United States Court of Appeals Tenth Circuit.
June 17, 1963.
Melvin J. Welles, Washington, D.C. (Stuart Rothman, Dominick L. Manoli, Marcel Mallet-Prevost and Gary Green, Washington, D.C., with him on the brief), for petitioner.
William L. Keller, Dallas, Tex. (Clark, Reed & Clark, Robert L. Clark and Allen Butler, Dallas, Tex., with him on the brief), for respondents.
Joseph M. McLaughlin and Frederick A. Morgan, of McLaughlin & McLaughlin, Los Angeles, Cal., on the brief for Food Employers Council, Inc., California Ass'n of Employers, California Metal Trade Ass'n, Distributors Ass'n, Employers Council of Monterey County, Inc., Federated Employers of San Francisco, Federated Employers of the Bay Area, Peninsula Employers Council, Sacramento Valley Employers' Council, San Francisco Employers Council, San Francisco Retailers' Council, San Joaquin County Industrial Ass'n, and Valley Employers Ass'n, amici curiae.
Before MURRAH, Chief Judge, and LEWIS and BREITENSTEIN, Circuit Judges.
LEWIS, Circuit Judge.
This case presents a single problem but one novel and important in the area of multi-employer bargaining under the National Labor Relations Act. The determinative issue, broadly stated, is whether the non-struck members of a multi-employer bargaining group who have locked out their employees following the initiation of an economic strike against one member of the bargaining group may operate with temporary replacements. The National Labor Relations Board, two members dissenting, found that the hiring of replacements by the non-struck employers rendered the lockout unlawful and hence violative of Secs. 8(a)(1) and 8(a)(3) of the Act. The present petition seeks enforcement of the Board order requiring certain remedial action upon the part of respondents.1 The alleged unfair labor practices having occurred in Carlsbad, New Mexico, this court had admitted jurisdiction under Sec. 10(e) of the Act. 29 U.S.C.A. 151 et seq.

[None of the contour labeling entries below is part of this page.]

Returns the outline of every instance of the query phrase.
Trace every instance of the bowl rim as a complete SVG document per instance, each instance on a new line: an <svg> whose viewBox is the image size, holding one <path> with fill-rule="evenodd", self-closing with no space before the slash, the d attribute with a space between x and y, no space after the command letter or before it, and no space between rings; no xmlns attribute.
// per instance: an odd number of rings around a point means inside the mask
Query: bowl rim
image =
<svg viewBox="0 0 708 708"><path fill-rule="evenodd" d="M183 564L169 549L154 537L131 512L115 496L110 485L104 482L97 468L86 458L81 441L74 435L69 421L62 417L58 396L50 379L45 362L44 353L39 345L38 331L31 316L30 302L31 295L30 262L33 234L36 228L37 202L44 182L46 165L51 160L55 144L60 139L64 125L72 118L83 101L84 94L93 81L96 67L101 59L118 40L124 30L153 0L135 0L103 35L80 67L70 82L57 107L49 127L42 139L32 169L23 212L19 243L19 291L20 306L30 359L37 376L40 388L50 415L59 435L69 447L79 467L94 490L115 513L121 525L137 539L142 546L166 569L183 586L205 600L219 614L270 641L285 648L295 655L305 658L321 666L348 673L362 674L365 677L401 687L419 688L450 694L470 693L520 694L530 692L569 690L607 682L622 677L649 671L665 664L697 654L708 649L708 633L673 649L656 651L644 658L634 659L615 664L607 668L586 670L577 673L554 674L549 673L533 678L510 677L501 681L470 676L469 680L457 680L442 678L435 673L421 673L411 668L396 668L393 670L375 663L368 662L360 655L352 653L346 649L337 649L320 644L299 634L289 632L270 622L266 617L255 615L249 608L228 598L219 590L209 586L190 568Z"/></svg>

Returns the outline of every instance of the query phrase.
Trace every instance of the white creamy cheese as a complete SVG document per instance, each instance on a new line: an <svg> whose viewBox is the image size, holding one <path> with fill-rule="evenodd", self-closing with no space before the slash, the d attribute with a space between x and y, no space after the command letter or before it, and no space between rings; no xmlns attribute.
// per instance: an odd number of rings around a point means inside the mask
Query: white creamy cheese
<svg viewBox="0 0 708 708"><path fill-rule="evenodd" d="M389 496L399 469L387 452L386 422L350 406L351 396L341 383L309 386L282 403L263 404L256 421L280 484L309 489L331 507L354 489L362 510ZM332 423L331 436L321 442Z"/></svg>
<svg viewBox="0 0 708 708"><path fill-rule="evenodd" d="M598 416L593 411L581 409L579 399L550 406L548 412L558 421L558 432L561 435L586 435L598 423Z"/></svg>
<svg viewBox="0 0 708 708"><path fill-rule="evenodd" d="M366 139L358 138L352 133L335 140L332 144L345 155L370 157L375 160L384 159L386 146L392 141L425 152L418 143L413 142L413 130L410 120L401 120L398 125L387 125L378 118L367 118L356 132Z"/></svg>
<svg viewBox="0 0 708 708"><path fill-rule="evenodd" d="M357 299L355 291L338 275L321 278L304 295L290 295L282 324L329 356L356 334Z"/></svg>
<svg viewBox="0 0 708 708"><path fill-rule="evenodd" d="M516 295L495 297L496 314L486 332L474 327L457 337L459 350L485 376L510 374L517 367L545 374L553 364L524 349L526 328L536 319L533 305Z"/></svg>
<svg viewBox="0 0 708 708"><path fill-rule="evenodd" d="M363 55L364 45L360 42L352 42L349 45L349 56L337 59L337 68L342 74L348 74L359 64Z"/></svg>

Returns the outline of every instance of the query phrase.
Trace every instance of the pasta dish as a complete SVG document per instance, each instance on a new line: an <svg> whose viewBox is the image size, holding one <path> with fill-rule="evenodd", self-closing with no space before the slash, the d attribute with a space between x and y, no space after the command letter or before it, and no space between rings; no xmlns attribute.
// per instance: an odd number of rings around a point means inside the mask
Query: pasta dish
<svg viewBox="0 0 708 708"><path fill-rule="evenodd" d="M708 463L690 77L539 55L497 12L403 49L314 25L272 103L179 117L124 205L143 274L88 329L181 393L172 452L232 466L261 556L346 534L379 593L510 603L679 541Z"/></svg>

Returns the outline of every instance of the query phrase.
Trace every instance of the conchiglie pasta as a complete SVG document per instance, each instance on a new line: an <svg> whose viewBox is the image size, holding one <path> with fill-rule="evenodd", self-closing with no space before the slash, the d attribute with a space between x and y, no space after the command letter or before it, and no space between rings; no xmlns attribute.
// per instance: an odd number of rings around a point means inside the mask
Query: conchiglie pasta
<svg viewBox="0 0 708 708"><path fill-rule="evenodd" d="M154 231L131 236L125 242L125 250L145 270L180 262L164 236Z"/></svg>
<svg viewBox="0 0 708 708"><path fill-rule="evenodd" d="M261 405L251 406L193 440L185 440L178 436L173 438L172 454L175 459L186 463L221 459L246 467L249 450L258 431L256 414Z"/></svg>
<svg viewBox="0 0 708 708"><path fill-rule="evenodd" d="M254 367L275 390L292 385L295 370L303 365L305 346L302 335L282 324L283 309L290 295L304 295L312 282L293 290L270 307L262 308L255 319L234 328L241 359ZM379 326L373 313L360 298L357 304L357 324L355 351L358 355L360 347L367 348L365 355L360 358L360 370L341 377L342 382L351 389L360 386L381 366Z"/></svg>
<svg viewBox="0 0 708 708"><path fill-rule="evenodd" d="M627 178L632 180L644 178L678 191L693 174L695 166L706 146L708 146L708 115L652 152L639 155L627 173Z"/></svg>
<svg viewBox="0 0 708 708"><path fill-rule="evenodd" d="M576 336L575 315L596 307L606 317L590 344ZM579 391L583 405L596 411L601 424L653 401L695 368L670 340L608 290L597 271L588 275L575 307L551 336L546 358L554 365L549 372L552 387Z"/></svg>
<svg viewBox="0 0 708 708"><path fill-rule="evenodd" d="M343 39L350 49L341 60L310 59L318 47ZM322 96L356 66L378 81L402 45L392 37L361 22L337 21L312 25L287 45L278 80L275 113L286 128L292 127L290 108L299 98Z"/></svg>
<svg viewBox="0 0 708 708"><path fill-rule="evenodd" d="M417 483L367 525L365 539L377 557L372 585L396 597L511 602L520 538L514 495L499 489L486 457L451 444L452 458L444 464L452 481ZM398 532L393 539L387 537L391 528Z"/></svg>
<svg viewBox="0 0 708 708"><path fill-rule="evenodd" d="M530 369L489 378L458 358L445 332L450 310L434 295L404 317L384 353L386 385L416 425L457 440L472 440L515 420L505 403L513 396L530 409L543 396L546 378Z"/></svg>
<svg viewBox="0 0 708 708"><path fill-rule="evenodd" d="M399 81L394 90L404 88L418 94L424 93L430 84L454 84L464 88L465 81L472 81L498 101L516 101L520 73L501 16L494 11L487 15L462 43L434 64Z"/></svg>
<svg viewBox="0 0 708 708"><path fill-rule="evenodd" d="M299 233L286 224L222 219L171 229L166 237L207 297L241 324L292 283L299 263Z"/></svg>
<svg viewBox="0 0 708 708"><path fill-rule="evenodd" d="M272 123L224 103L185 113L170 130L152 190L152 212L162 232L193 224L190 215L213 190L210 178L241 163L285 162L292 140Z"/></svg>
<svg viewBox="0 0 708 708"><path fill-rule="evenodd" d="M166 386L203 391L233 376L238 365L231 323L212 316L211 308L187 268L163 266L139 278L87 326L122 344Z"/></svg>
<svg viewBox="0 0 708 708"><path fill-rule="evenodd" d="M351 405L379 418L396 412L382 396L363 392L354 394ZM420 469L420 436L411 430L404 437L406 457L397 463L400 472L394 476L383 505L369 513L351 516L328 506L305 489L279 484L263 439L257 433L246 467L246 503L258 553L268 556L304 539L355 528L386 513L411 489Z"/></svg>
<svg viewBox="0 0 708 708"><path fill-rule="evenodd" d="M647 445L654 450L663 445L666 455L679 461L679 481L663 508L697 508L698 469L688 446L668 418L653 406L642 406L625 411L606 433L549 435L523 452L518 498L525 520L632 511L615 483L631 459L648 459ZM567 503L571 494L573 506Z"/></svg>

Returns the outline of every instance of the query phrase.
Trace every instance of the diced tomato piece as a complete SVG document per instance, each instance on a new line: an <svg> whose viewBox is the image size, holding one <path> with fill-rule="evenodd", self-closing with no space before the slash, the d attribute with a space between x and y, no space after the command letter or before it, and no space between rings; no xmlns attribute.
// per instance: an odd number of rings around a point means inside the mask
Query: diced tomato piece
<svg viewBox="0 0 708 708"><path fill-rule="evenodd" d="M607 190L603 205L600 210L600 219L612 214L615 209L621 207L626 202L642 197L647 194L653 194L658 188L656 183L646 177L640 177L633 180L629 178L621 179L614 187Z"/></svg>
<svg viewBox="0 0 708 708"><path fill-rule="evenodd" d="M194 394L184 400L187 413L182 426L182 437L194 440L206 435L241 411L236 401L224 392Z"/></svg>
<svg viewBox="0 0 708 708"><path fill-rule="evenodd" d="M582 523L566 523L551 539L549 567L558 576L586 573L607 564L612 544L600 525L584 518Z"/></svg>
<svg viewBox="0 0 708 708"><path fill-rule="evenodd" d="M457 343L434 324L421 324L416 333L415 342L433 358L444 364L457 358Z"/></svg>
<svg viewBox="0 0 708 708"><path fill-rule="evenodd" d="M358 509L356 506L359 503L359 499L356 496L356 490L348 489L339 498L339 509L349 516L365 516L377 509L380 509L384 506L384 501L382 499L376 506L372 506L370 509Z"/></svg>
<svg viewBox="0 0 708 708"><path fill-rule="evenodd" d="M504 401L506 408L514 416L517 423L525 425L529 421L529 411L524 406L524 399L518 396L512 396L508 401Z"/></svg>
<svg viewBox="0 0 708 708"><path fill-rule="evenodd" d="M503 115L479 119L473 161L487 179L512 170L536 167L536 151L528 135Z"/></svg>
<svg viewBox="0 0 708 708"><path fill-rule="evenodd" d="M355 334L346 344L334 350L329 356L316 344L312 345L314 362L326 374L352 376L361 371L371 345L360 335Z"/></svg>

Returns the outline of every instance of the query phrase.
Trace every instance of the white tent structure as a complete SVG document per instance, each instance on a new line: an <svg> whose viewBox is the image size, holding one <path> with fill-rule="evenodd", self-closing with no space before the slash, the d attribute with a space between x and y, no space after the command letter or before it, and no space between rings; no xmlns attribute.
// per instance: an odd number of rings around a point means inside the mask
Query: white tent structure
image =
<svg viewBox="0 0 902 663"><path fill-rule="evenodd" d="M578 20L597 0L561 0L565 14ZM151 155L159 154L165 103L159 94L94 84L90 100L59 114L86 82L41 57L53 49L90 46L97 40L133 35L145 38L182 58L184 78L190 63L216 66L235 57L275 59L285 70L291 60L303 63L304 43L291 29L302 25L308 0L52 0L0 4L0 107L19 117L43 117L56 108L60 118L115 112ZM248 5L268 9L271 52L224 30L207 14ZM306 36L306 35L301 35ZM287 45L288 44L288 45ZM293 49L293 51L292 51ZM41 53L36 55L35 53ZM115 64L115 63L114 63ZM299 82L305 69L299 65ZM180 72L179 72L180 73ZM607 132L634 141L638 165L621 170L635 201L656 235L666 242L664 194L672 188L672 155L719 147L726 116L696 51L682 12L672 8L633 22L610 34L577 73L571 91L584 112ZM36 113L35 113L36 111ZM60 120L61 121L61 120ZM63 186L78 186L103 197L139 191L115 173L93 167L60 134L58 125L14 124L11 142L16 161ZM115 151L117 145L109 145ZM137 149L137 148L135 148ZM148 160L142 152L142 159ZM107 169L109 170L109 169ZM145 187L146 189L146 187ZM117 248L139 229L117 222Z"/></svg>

The case arises from a factual background which leaves the determinative question free from the complication of disputed side issues of fact or law. Respondents are operators of seven retail food stores in Carlsbad, New Mexico, who have traditionally bargained upon a group basis2 with the recognized bargaining agent of its clerical employees, Local 462 of the Clerks International Association. For many years the Union and respondents had enjoyed an amicable relationship and their collective bargaining procedures had resulted in agreements containing a union shop provision and in settling problems of wage increases and similar customary subjects of negotiation. On September 17, 1959, the Union gave notice of its desire to bargain on proposed changes in the then current contract which was due to expire shortly. The notice was not timely but respondents waived the technicality and agreed to bargain. The parties met on January 15, 1960, and both Union and respondents bargained in good faith at numerous sessions thereafter. By February 17, 1960, complete accord had been reached as to all provisions of the new contract except the amount and retroactivity of wage increases. Bargaining continued and at a session held March 2 the Union informed respondents that a strike vote had been taken and a strike authorized. No information was given as to when, how or against whom the threatened strike would be effectuated. Respondents replied that 'they would consider a strike against any of them to be a strike against all of them.'
On the morning of March 16 the Union struck a single store, Food Jet, Inc.3 Respondents immediately locked out their employees and informed them they would not be allowed to work for the duration of the strike against Food Jet, Inc. Each store operated on a limited basis during the strike and lockout. Food Jet, Inc., hired replacements for its striking employees; Safeway closed one store but operated another through the transfer of personnel from other areas; the other respondents remained open through the efforts of supervisory employees, relatives and temporary employees hired only for the duration of the controversy. Bargaining between the Union and respondents continued and resulted in an agreement reached on April 22, 1960. All regular employees were immediately returned to work with full status rights and benefits.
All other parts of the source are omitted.